Making Wawa: The Genesis of Chinook Jargon
Review By Forrest Pass
November 4, 2013
BC Studies no. 165 Spring 2010 | p. 109-10
It is difficult to research and write about the history of British Columbia without coming across snippets of Chinook Jargon. Within living memory, it was the lingua franca in coastal logging camps and salmon canneries, and early twentieth-century visitors described it as a quintessentially west coast curiosity. Chinook toponyms dot the landscape, and for some today the language connotes a sort of proto-multiculturalism, as illustrated by the quotation from former lieutenant-governor Iona Campagnolo that George Lang has selected as his epigraph. Many British Columbians have at least a passing acquaintance with Chinook Jargon (perhaps having bought a car at Skookum Chrysler in Gibsons, spent a night at the Tyee Village Motel in Port Alberni, or jogged along the Stanley Park seawall to Siwash Rock), and they may even know it as a hybrid trade language combining First Nations, French, and English elements. However, the dynamics of its genesis and early evolution have largely escaped the attention of historians and linguists alike.
To fill this void, Lang skilfully melds linguistic and historical analysis in a fascinating interdisciplinary study of the formation of Chinook Jargon.

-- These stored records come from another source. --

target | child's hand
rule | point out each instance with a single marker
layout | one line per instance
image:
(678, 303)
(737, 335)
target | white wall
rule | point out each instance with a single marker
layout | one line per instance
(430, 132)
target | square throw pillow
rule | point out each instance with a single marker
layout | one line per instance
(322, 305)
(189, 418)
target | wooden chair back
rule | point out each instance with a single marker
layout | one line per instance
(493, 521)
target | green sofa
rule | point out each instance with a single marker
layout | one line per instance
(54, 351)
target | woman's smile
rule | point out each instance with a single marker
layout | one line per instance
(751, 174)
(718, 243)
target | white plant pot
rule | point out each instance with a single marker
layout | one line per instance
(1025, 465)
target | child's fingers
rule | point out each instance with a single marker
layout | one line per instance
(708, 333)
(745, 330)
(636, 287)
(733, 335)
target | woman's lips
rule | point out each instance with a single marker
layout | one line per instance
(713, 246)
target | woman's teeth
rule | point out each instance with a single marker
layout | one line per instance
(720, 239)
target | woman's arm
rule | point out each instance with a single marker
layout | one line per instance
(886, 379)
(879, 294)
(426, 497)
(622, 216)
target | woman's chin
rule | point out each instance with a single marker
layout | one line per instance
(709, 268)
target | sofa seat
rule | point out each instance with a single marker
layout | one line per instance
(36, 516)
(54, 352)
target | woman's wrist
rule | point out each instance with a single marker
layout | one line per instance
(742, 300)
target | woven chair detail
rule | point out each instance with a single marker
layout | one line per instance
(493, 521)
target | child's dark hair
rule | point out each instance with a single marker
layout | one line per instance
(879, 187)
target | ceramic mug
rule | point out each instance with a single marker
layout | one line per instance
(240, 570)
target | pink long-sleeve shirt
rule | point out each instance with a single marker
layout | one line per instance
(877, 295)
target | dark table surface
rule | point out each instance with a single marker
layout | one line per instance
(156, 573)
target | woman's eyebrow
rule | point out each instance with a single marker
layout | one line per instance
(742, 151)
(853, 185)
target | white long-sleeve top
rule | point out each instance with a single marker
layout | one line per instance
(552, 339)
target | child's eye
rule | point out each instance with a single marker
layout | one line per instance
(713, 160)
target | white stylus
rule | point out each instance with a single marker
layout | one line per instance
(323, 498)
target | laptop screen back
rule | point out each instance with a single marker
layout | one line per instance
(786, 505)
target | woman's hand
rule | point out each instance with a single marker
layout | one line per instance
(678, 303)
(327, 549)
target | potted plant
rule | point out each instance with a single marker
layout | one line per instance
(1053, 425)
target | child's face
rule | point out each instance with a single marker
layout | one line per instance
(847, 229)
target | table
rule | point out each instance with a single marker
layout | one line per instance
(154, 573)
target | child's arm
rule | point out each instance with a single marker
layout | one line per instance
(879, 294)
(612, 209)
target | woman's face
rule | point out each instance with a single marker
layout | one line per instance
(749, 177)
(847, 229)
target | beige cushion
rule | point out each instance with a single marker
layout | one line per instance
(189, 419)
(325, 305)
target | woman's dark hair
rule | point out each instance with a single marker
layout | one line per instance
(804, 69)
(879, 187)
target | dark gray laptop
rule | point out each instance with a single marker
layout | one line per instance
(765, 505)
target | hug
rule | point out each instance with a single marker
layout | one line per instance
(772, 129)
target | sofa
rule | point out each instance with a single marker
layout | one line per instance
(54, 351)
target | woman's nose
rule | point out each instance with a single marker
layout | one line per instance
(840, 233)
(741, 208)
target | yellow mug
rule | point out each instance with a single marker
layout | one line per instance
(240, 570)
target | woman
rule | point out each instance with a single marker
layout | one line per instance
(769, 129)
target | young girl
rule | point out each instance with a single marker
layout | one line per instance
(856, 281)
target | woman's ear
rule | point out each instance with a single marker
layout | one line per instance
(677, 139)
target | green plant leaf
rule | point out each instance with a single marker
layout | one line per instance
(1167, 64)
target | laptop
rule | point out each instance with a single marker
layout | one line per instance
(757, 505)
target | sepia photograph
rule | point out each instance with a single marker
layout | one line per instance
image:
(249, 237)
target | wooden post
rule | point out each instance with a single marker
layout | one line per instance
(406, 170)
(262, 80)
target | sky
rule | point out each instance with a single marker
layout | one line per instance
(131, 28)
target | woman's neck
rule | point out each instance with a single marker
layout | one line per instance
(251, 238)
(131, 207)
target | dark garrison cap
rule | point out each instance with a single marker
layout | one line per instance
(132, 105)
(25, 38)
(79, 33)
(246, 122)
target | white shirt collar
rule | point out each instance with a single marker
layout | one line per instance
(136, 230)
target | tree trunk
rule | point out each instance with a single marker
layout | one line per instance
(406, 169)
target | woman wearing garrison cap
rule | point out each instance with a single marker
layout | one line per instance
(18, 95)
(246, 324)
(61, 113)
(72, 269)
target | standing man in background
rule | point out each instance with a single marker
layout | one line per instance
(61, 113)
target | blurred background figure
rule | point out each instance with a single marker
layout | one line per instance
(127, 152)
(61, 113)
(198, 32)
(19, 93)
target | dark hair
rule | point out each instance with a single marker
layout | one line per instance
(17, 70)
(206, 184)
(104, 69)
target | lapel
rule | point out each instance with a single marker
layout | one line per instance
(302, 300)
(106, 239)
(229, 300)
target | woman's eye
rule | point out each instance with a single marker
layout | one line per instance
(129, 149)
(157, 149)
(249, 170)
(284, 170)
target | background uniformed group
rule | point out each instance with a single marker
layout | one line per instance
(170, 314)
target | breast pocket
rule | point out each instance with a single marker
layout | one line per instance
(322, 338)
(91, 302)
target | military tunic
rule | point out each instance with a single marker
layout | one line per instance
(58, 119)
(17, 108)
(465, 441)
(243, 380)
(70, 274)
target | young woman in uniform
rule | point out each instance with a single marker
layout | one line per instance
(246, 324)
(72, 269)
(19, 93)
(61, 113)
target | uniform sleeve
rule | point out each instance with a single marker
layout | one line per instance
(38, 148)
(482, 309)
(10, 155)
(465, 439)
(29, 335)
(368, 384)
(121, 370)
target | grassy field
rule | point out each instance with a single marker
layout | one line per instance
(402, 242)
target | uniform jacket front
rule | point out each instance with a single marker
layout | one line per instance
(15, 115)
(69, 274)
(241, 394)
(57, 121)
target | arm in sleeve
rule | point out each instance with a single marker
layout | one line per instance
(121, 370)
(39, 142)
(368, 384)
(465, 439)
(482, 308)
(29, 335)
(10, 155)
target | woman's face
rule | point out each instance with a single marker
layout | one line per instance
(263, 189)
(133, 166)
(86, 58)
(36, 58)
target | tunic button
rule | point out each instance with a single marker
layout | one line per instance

He traces its genealogy not to the basin of the Columbia River but, rather, to Nootka Sound and the attempts by British and Spanish explorers to communicate with their Nuu-chah-nulth trading partners. As the centre of the maritime fur trade spread southward to Forts Astoria and Vancouver, so too did “Nootka Jargon.” Lang convincingly dismisses theories of a pre-contact Chinook Jargon, instead demonstrating that the adoption of Nootka Jargon by Chinook traders and the approximation of Lower Chinook speech by Boston traders converged to create a new language suited to the needs of the fur trade. Among Lang’s intriguing revelations is the role of women and children in shaping Chinook Jargon. First Nations women, he argues, were among the first regular speakers of the trade language, and he draws an analogy between their fate as wives or mistresses of European traders and the fate of the language itself. At Fort Vancouver, the use of Chinook, almost as a mother tongue, among mixed-blood children stabilized the Jargon in its now familiar form, as did the incorporation of French vocabulary and the diminishing population of Lower Chinook speakers.
The displacement of this first generation of Jargon-speakers and their migration throughout the Pacific Northwest transformed the Jargon once again, this time into a diasporic language and, most recently, into a regional aide-mémoire, an unofficial language for Cascadians. Given this continuing evolution of the language, Lang’s rigorous study of the early history of Chinook Jargon will be a welcome read not only for linguists but also for historians of Native-newcomer contact and of the cultural peculiarities of the northern Pacific Slope.